Layer Composition

An MLP composes layers.

For a one-hidden-layer MLP:

h = relu(xW1 + b1)
scores = hW2 + b2

Read this from left to right:

  1. The input x enters the first affine map.
  2. ReLU transforms the first layer's output into hidden activations h.
  3. The second affine map turns h into output scores.

The whole model is still one function:

scores = f(x; W1, b1, W2, b2)

But internally it has stages.

Shape trace

Suppose:

x shape:  (3)
W1 shape: (3, 4)
b1 shape: (4)
W2 shape: (4, 2)
b2 shape: (2)

Then:

h shape:      (4)
scores shape: (2)

The hidden layer changes the representation from 3 input features to 4 hidden features. The output layer changes 4 hidden features to 2 scores.

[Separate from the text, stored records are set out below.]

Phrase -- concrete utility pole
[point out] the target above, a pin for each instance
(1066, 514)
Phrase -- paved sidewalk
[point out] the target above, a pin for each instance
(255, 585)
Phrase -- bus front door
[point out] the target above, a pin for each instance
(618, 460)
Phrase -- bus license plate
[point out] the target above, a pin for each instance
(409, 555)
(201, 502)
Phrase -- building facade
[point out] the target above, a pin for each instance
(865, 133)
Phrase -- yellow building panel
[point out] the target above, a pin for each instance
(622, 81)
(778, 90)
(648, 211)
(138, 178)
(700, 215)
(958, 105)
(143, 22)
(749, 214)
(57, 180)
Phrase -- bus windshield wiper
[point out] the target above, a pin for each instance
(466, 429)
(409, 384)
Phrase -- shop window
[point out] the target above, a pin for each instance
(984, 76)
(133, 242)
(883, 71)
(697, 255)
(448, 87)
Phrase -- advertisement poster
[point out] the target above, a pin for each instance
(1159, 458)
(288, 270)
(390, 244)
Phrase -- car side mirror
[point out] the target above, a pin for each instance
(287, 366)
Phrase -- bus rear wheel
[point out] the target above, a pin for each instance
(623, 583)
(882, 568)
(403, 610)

DL-C05-T03-001Exercise: Hidden shape

For one example, x has shape (5) and W1 has shape (5, 7). What is the shape size of h = relu(xW1 + b1)?

Compute it first, then check your number.

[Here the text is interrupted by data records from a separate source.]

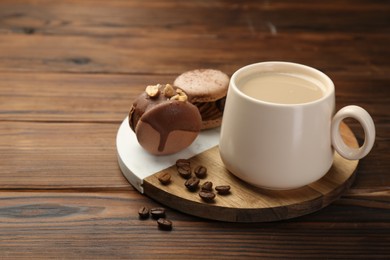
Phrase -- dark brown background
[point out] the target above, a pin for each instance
(68, 73)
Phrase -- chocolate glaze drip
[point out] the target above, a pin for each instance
(164, 116)
(211, 110)
(171, 116)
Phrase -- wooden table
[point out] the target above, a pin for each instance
(69, 70)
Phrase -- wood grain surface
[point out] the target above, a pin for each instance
(69, 70)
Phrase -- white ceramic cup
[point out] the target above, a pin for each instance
(286, 146)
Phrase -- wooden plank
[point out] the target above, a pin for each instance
(59, 156)
(66, 97)
(155, 55)
(101, 225)
(125, 18)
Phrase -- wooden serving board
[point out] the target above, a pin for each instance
(245, 203)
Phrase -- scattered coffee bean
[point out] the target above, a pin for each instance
(164, 178)
(164, 224)
(184, 171)
(207, 186)
(200, 171)
(207, 196)
(183, 162)
(223, 189)
(143, 212)
(157, 213)
(192, 183)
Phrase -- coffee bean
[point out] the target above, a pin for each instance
(157, 213)
(192, 183)
(207, 196)
(143, 212)
(223, 189)
(164, 178)
(164, 224)
(207, 186)
(183, 162)
(200, 171)
(184, 171)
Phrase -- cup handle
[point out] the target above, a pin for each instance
(366, 122)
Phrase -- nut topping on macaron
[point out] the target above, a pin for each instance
(206, 89)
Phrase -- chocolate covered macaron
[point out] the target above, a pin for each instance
(163, 119)
(206, 89)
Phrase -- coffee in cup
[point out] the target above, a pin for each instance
(279, 128)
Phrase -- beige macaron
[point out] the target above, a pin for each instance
(206, 89)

HintUse the output side of W1

(5) x (5, 7) produces (7).

SolutionWork it out

Multiplying a (5) input by a (5, 7) weight matrix produces 7 hidden values. ReLU keeps the shape, so h has shape (7).

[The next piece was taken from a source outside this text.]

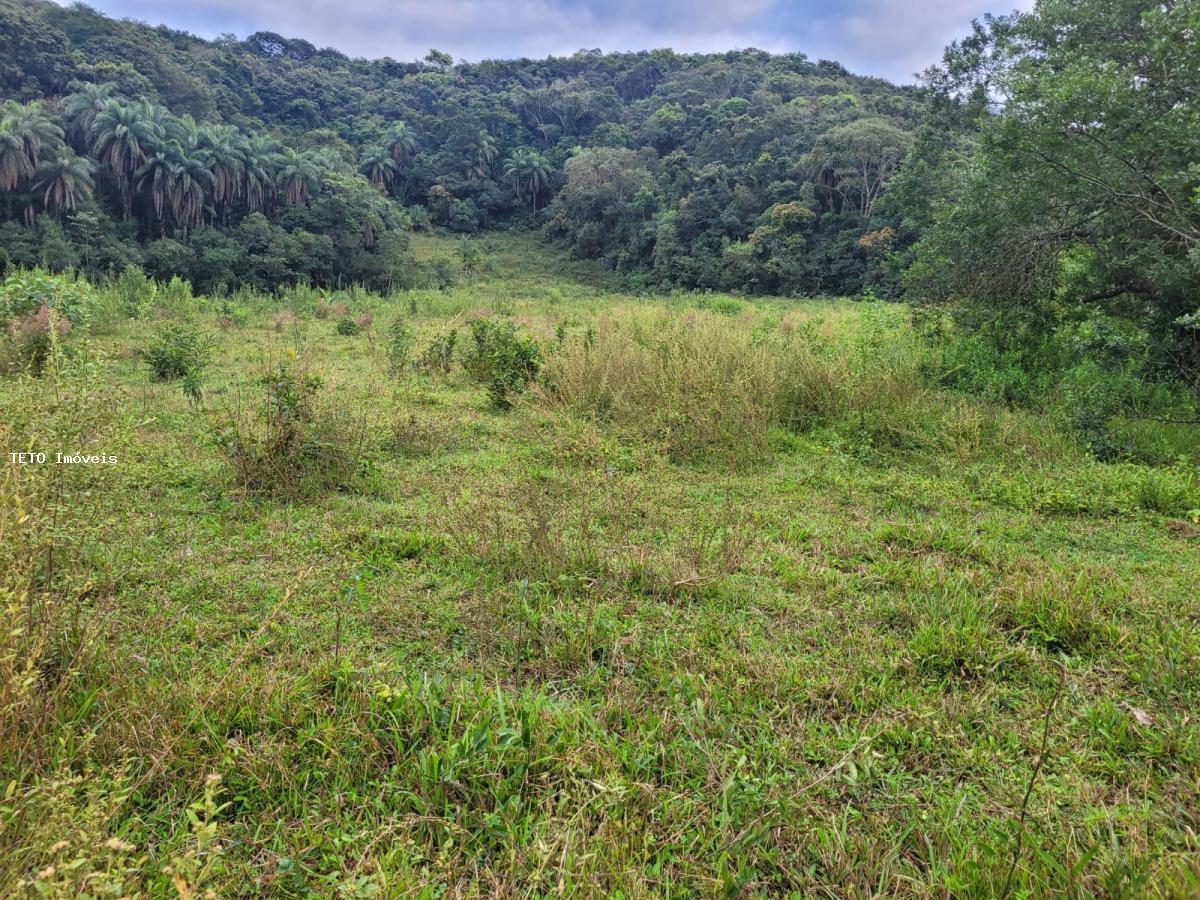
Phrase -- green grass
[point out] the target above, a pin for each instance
(538, 652)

DL-C05-T03-002Exercise: Output score shape

Continuing from h shape (7), if W2 has shape (7, 3), how many output scores are produced?

Compute it first, then check your number.

HintUse W2 output dimension

(7) x (7, 3) produces (3).

SolutionWork it out

The hidden vector has 7 values. Multiplying by W2 with shape (7, 3) produces 3 output scores.